ArcGIS Server has settings to control this behavior, so there are less of these abandoned requests being worked on, but it is also a best practice to control this at the load balancer level via its ability to throttle. 

Esri does not have a numerical recommendation because it depends a lot on the specific architecture and the types of requests coming in, but it is typical to throttle at a significant lower value than Network Admins would typically do for a Web Server.

This is beyond the control of the Network Administrator, but the client applications should be written to handle a throttling event and do re-tries in increasing time intervals (e.g. first time you can immediately re-try, second time you wait a second, third re-try wait 5 seconds, etc.).

Sticky Sessions 

Esri does not recommend sticky sessions except in very rare circumstances. Sticky sessions can theoretically overload a machine.  Esri has conducted load tests using sticky sessions to see if we found results that would overload our GIS Server, and this did not occur. We have also not received any customer complaints. That said, since our software is stateless we do not see the value in using sticky sessions. 

Layer 4 vs. Layer 7 

The final setting to mention is whether the load balancer does a "level 7" approach or a "layer 4" approach.  This can be a debate among Network Administrators, but below is a concise summary of the situation describing the differences and advantages of each.

A layer 7 load balancer understands http and https, it therefore decrypts https content and then re-encrypts it.  Because it understands http and https it can cache content and save requests going to the backend server. 

A layer 4 load balancer views all the traffic as TCP packets and has no idea what the packets mean; they could be for ftp, https, smtp, but this does not matter to a layer 4 load balancer.  As a result, it doesn't need to understand the http payload and can be faster.

ArcGIS Server can work with either approach and there is no recommendation on this setting for Network Admins, but there are some pieces of information that an Admin will want to be aware of. 

ArcGIS Server payloads can be much larger than HTML pages, CSS, and JS content (the actual amount would be useful but is often dependent on the data the customer uses).  This means there is more CPU load on a layer 7 load balancer decrypting and encrypting on a per-request basis. 

Also, since much of ArcGIS Server data is dynamic and frequently changing, by default cache headers prohibit caching on the client and load balancer. If the data doesn't change much and the customer wants to use a layer 7 load balancer, they can change and control these cache settings. 
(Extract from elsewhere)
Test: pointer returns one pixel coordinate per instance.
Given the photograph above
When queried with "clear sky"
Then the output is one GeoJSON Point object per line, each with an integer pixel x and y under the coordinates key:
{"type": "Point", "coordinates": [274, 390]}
Summary of Recommendations

Health Check

  • If you configure your load balancers with ArcGIS Web Adaptors, you can configure the load balancer with basic TCP/443 health check or a static page health check against the web servers
  • If you configure the load balancer to access portal and/or the servers directly (via ports 6443 and 7443), use HTTPS health check endpoint:

Throttling

  • Use a throttle setting at a significant lower value than typical web servers

Sticky Sessions

  • Do not use sticky sessions

Certificates

ArcGIS Enterprise components come pre-configured with a self-signed server certificates, which allows the software to be initially tested and to help you quickly verify that your installation was successful. However, in almost all cases, an organization should request a certificate from a trusted certificate authority (CA) and configure the software to use it. The certificate can be signed by a corporate (internal) or commercial CA. Commercial CA (known-CA) must be used for externally resolvable DNS, e.g. load balancer VIP DNS; internal domain certificates can be used for internal servers. 
For ArcGIS Enterprise system with externally resolvable DNS, if the load balancer’s SSL method is SSL-passthrough (the load balancer does not decrypt and re-encrypt https content), it does not require certificate, and a commercial CA certificate must be installed on the mapped servers (e.g. web servers where the web adaptors are installed). If the load balancer’s SSL method is SSL re-encryption, a commercial CA certificate must be installed on the load balancer.

Introduction

ArcGIS Monitor is designed to help you analyze and optimize the health of your ArcGIS implementation throughout the life cycle of your enterprise GIS. ArcGIS Monitor maximizes your GIS investment by providing timely and insightful system metrics on the status, availability, usage, system performance, and resource usage of your enterprise GIS. Alerts and analysis tools provide system administrators with real-time notifications to facilitate rapid resolution when measurements are outside defined system thresholds. Reports with statistics can be used to visualize historical data and enhance communications among GIS, IT, business owners, and senior management.

 

The ArcGIS Monitor Server application allows you to configure and export reports for your collections as Microsoft Excel (.xlsx) files. The ArcGIS Monitor Excel Report provides overall, dashboard-like view of your monitored GIS deployment, all in a single Excel file with the ease to navigate, sort and filter the data in a simple way.

 

 

For information about configuring and running the tool, please refer to ArcGIS Monitor documentation.

 

The Report Summary provides a view of all configured categories, e.g. Web, ArcGIS, Infrastructure and Site, Counter Type and Name, e.g. Web Requests Response Time, ArcGIS Services Summary, etc. You can navigate from this page to view counter details page by clicking on the desired link under the Name column.

 

Glossary of Report Summary page indications:

■  Indicates to investigate high utilization/load.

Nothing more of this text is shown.